In my home city of Jacksonville, FL, our mayor has instituted a mask policy for public places or businesses. We must wear one. I’ve already been wearing one because two people in my family have known health issues that make them more vulnerable to an illness like Coronavirus. We do know it’s likely those masks may prevent your giving the virus to someone if you have it, but we’re not guaranteed wearing one will keep us from getting it.
There’s a lot of hysteria, much of it from young people, about masks and such in our city, but again, most pundits and media are overlooking one possible cause of the recent spike, aside from increased testing.

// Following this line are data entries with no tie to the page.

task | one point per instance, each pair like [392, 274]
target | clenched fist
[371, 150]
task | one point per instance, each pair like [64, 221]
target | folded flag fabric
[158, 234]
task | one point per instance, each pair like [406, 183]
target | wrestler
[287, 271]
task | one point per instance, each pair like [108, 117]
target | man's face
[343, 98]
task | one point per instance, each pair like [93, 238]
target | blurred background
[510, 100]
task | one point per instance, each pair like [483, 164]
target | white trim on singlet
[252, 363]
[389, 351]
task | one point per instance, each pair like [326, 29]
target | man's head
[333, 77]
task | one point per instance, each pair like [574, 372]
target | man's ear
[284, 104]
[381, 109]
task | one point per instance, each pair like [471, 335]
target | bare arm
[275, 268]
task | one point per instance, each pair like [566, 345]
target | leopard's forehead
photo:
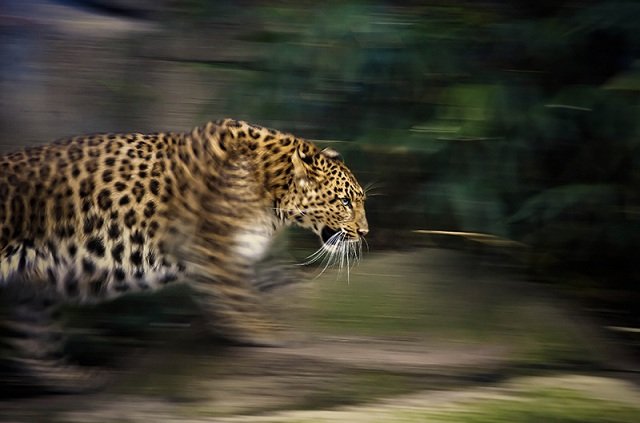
[340, 175]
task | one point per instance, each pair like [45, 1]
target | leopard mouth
[327, 233]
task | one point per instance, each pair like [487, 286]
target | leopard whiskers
[338, 251]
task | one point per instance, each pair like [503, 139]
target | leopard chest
[252, 242]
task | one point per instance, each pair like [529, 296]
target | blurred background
[501, 140]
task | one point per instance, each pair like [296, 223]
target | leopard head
[325, 197]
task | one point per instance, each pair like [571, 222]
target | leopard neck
[268, 151]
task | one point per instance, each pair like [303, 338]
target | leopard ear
[332, 154]
[302, 167]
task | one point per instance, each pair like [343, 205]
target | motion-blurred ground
[416, 336]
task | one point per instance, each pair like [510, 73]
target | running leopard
[92, 218]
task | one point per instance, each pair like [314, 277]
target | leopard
[88, 219]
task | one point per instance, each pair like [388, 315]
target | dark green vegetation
[516, 119]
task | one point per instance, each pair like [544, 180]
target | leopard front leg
[36, 344]
[234, 309]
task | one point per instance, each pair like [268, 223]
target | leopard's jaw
[95, 217]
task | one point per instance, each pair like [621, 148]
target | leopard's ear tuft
[331, 153]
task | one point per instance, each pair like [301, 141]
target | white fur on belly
[252, 244]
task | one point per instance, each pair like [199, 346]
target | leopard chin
[327, 233]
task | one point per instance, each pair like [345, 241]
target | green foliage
[524, 115]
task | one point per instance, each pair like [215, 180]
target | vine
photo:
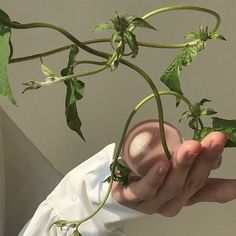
[124, 44]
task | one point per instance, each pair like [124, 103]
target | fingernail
[218, 147]
[191, 157]
[161, 171]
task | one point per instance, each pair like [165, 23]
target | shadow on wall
[26, 177]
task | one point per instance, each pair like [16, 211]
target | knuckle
[193, 185]
[170, 212]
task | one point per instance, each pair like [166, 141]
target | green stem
[104, 55]
[193, 8]
[158, 102]
[118, 150]
[67, 47]
[84, 43]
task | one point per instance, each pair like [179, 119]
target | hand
[169, 186]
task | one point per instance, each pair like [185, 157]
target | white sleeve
[77, 195]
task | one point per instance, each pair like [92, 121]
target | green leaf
[185, 115]
[193, 124]
[139, 22]
[76, 233]
[60, 224]
[171, 76]
[31, 84]
[114, 37]
[207, 111]
[5, 33]
[75, 92]
[130, 38]
[216, 35]
[103, 26]
[48, 72]
[199, 136]
[192, 36]
[203, 101]
[228, 127]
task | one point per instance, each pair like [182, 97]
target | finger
[181, 165]
[212, 149]
[143, 189]
[215, 190]
[176, 176]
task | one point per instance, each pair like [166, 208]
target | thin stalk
[102, 40]
[118, 150]
[192, 8]
[158, 102]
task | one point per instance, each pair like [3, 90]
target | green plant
[124, 44]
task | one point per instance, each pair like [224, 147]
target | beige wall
[109, 97]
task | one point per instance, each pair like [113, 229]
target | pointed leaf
[48, 72]
[5, 33]
[171, 76]
[228, 127]
[185, 115]
[103, 26]
[75, 92]
[215, 35]
[203, 133]
[207, 111]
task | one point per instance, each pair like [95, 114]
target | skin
[169, 186]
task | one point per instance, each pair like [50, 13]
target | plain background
[109, 97]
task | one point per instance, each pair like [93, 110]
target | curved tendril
[192, 8]
[132, 66]
[103, 40]
[118, 150]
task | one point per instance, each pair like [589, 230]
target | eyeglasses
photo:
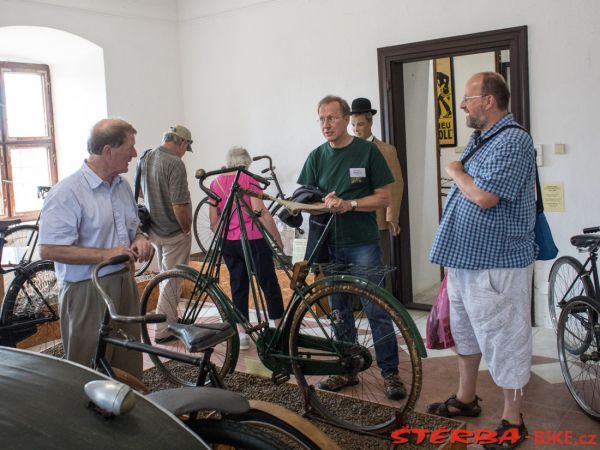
[328, 119]
[471, 97]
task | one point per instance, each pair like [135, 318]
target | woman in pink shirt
[232, 248]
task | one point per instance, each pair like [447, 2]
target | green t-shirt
[353, 172]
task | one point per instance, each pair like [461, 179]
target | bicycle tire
[20, 245]
[202, 232]
[563, 272]
[366, 414]
[579, 327]
[32, 296]
[234, 435]
[142, 266]
[224, 356]
[286, 425]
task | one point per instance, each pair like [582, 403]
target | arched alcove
[78, 83]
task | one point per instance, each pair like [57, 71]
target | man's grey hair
[345, 108]
[112, 132]
[172, 137]
[368, 115]
[238, 156]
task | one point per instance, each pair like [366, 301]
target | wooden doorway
[392, 61]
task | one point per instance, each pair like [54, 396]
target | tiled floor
[547, 404]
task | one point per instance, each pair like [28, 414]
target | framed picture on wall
[446, 106]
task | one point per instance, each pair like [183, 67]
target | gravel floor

Media and politicians blamed bar owners for the spike, alleging social distancing and other measures weren’t taken. That may well have figured into the spike, but what all the cyber-wonks aren’t admitting is that on June 4, a large protest was held at Jacksonville Beach’s Seawalk Pavilion. The local daily paper, one I consider left of center, showed many photos of those protesters. Even a scant glance shows distancing and other measures weren’t taken. As a matter of fact, caution was thrown to the wind.
Bars began to report deep cleans and shutdowns about two weeks after that protest.
It’s completely irresponsible to harp on people like Chase Rice for holding a concert and to ignore the implications of hundreds, even thousands of people across the country, many unmasked, in close proximity to one another and at some point, having to use a public restroom.
As pundits on TV, most without any medical degree or training, expound on Coronavirus outcomes, states reopening early have been the subject of much scorn. New York governor Andrew Cuomo (D) remains a media darling while Florida governor (R) Ron DeSantis has been heavily criticized for not issuing an authoritarian mask-for-all policy. DeSantis is leaving local policy to local leaders.
What’s interesting to me are the numbers if you compare New York and Florida.
Florida’s total population as of January, 2020 was approximately 21.48 million. At least 146,333 cases of Coronavirus are documented, with 3,446 deaths, according to leftist media outlet The New York Times.
New York’s total population as of 2020 is estimated at 19.4 million. Using figures from The New York Times featured on Google’s search page, New York has had 398,000 confirmed COVID cases and 31,143 deaths.
Now tell me which governor deserves praise.
We still know very little about this latest virus to come from China, and that’s another fact media seem pained to admit. Bottom line: media won’t save you and nor will politicians.
Use common sense to survive this and anything else. Minimize your risk and try to be objective about this very politicized crisis.
If your ancestors hadn’t done that, you wouldn’t be taking up space on the planet today.